Sanine sentit comme un aiguillon qui le piquait. Il se souvint que lorsqu’il avait causé du servage avec madame Roselli et sa fille, il avait déclaré que cette institution lui semblait coupable et que pour rien au monde il ne vendrait ses serfs parce qu’il trouvait ce trafic immoral.

— Je m’efforcerai, dit-il non sans trouble, de vendre ma propriété à quelqu’un que je connaîtrai bien, et qui sera humain, ou peut-être que mes moujicks voudront se racheter.

— Ce serait de beaucoup le mieux, dit Frau Lénore, car vendre des êtres humains !…

Barbari ! murmura Pantaleone qui montrait sa tête derrière Emilio.

Il secoua son toupet et disparut.

« En effet ce n’est pas beau ! », pensa Sanine et il regarda à la dérobée Gemma.

La jeune fille semblait ne pas avoir entendu ses dernières paroles.

« Tant mieux ! » se dit Sanine, et la conversation pratique avec Frau Lénore se prolongea jusqu’au dîner.

Frau Lénore finit par devenir très affectueuse, elle appela Sanine Dmitri tout court, le menaça gentiment du doigt et promit de le punir de sa conduite rusée.

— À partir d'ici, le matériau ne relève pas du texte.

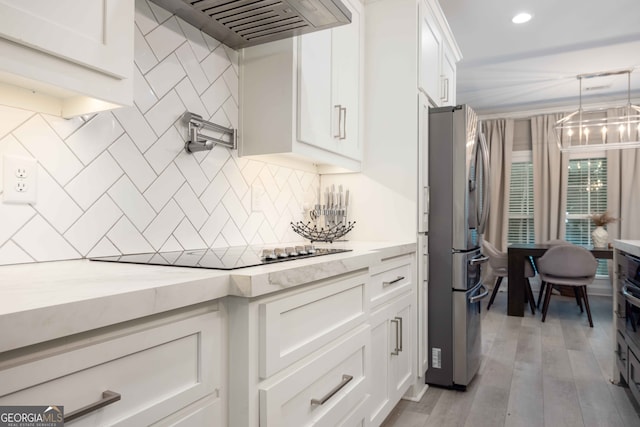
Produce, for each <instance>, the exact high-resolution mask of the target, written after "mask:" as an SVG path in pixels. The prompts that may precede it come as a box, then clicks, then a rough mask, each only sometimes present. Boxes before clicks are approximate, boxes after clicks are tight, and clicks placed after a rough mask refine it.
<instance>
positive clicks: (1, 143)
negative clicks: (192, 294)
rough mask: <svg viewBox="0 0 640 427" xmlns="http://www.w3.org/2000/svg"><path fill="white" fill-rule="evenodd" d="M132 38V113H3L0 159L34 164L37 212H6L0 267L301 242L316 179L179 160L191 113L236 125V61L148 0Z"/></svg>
mask: <svg viewBox="0 0 640 427" xmlns="http://www.w3.org/2000/svg"><path fill="white" fill-rule="evenodd" d="M135 33H136V34H135V67H134V72H135V81H134V90H135V94H134V100H135V106H133V107H130V108H122V109H117V110H113V111H110V112H104V113H99V114H97V115H94V116H93V117H84V118H74V119H71V120H65V119H60V118H57V117H52V116H48V115H44V114H37V113H33V112H30V111H25V110H20V109H15V108H9V107H3V106H0V154H14V155H20V156H27V157H34V158H36V159H37V160H38V165H39V166H38V184H37V185H38V189H37V192H38V197H37V203H35V204H33V205H13V204H5V203H0V264H14V263H26V262H40V261H53V260H63V259H75V258H82V257H86V256H98V255H112V254H120V253H137V252H149V251H156V250H182V249H198V248H205V247H222V246H237V245H246V244H257V245H260V244H271V243H279V242H285V241H294V240H299V236H297V235H296V234H295V233H293V232H292V231H291V229H290V226H289V223H290V222H291V221H297V220H300V219H302V210H303V205H304V204H305V202H306V203H308V202H309V201H312V200H313V196H314V194H315V191H316V189H317V187H318V185H319V176H318V175H317V174H313V173H309V172H303V171H300V170H295V169H290V168H286V167H282V166H278V165H274V164H269V163H265V162H261V161H256V160H248V159H243V158H238V157H237V153H236V151H234V150H228V149H226V148H222V147H215V148H214V149H213V150H211V151H206V152H200V153H195V154H187V153H185V152H184V150H183V147H184V141H185V139H186V137H187V135H186V130H185V128H184V126H183V125H182V124H181V123H180V121H179V118H180V117H181V116H182V114H183V113H184V112H185V111H191V112H193V113H197V114H200V115H201V116H203V117H204V118H205V119H208V120H211V121H213V122H215V123H218V124H221V125H223V126H230V127H237V125H238V123H237V122H238V59H237V53H236V52H235V51H233V50H231V49H228V48H227V47H226V46H224V45H222V44H220V43H219V42H217V41H216V40H214V39H213V38H211V37H209V36H207V35H205V34H202V33H201V32H200V31H198V30H197V29H196V28H194V27H192V26H190V25H189V24H187V23H185V22H184V21H182V20H180V19H179V18H177V17H175V16H172V15H171V14H169V13H168V12H166V11H165V10H163V9H160V8H159V7H157V6H156V5H155V4H152V3H148V2H147V1H146V0H136V29H135ZM0 163H1V162H0ZM0 167H1V166H0ZM0 176H1V174H0ZM252 190H253V191H254V192H256V191H257V192H261V191H263V192H264V195H263V196H262V197H261V198H260V207H259V209H258V208H257V207H256V206H252Z"/></svg>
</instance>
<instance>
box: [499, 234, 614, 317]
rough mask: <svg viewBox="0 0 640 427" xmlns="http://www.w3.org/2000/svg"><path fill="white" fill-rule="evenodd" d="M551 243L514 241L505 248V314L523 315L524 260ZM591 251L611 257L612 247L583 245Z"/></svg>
mask: <svg viewBox="0 0 640 427" xmlns="http://www.w3.org/2000/svg"><path fill="white" fill-rule="evenodd" d="M551 247H553V245H547V244H543V243H529V244H524V243H523V244H520V243H517V244H516V243H514V244H512V245H509V247H508V248H507V254H508V258H509V261H508V262H509V280H508V282H507V283H508V286H507V314H508V315H509V316H519V317H523V316H524V284H525V280H526V279H525V277H524V261H525V259H526V257H529V256H530V257H534V258H537V257H541V256H542V255H543V254H544V253H545V252H546V250H547V249H549V248H551ZM583 247H584V248H585V249H588V250H589V251H591V253H592V254H593V256H594V257H596V258H604V259H613V249H608V248H594V247H593V246H583Z"/></svg>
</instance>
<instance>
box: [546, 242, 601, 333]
mask: <svg viewBox="0 0 640 427" xmlns="http://www.w3.org/2000/svg"><path fill="white" fill-rule="evenodd" d="M536 266H537V267H538V273H539V274H540V278H541V279H542V281H543V282H545V283H547V285H546V290H545V297H544V305H543V306H542V321H543V322H544V321H545V319H546V318H547V311H548V309H549V301H550V299H551V293H552V292H551V290H552V288H553V286H555V285H562V286H571V287H573V289H574V293H575V295H576V300H577V301H578V305H579V306H580V312H583V309H582V303H581V302H580V300H582V301H584V306H585V308H586V310H587V316H588V318H589V326H591V327H592V328H593V319H592V318H591V309H590V308H589V297H588V296H587V285H589V284H591V283H592V282H593V279H594V278H595V277H596V269H597V268H598V261H597V260H596V258H595V257H594V256H593V254H591V252H589V251H588V250H586V249H585V248H582V247H580V246H576V245H558V246H554V247H552V248H549V249H548V250H547V251H546V252H545V253H544V255H542V256H541V257H540V258H538V261H537V262H536Z"/></svg>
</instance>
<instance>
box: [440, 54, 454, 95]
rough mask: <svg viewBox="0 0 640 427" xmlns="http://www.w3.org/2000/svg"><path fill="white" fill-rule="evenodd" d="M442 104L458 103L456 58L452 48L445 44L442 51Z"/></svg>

Elle le questionna minutieusement sur sa parenté : « Parce que, dit-elle, c’est une chose très importante », elle se fit décrire la cérémonie nuptiale selon le rite de l’Église russe, et s’extasia d’avance devant Gemma en robe blanche de mariée avec la couronne d’or sur la tête.

— C’est que ma fille est belle, comme une reine ! ajouta-t-elle avec un maternel orgueil.

— Il n’y a pas de reine qui soit aussi belle.

— Il n’y a pas deux Gemma au monde ! s’écria Sanine.

— C’est pour cela qu’elle s’appelle Gemma ! (En italien Gemma veut dire gemme.)

La jeune fille courut vers sa mère et se mit à l’embrasser.

Elle commençait seulement à se sentir tout à fait allégée de la douleur qui l’oppressait.

Sanine se sentit tout à coup si heureux ; son cœur se remplit d’une telle joie d’enfant à la pensée que les rêves dont il s’était bercé il n’y a pas longtemps dans cette maison se réalisaient déjà, un tel besoin d’activité s’empara de tout son être, qu’il voulut entrer dans la confiserie et se tenir au comptoir comme il l’avait fait quelques jours auparavant.

— J’en ai le droit maintenant, se disait-il, je suis ici chez moi !

Il s’assit au comptoir, fit le marchand, vendit à deux fillettes une livre de bonbons en leur en donnant un kilo, et en demandant la moitié du prix.

Au dîner, il s’assit à côté de Gemma, comme son fiancé officiel.

Frau Lénore se livrait toujours à ses combinaisons pratiques, tandis qu’Emilio suppliait Sanine de l’emmener en Russie avec lui.

Il fut décidé que Sanine partirait dans deux semaines.

Seul, Pantaleone restait un peu morose ; Frau Lénore jugea même opportun de lui dire : « Mais c’est vous qui avez servi de témoin. » Pantaleone jeta un regard en dessous.

Gemma garda presque tout le temps le silence, mais jamais son visage n’avait été plus beau ni plus lumineux.

Après le dîner elle appela Sanine pour une minute au jardin, et parvenue au banc où deux jours auparavant elle avait trié les cerises, elle dit au jeune homme :

— Dmitri, ne te fâche pas, mais je veux encore une fois te rappeler que tu ne dois pas te croire irrévocablement lié ?…

Il ne lui laissa pas achever sa phrase…

Gemma détourna son visage :

— Quant à l’autre chose… quant à la différence de religion dont parle maman, reprit Gemma en sortant une petite croix de grenat attachée à son cou par un fin cordon de soie… elle tira fortement le cordon, le rompit et tendit la croix au jeune homme en disant :

— Puisque je suis à toi, ta religion sera la mienne.

Les yeux de Sanine étaient encore humides lorsqu’il rentra avec Gemma dans la chambre.

Le soir toute la famille avait repris son train habituel et même on joua une partie de tresette.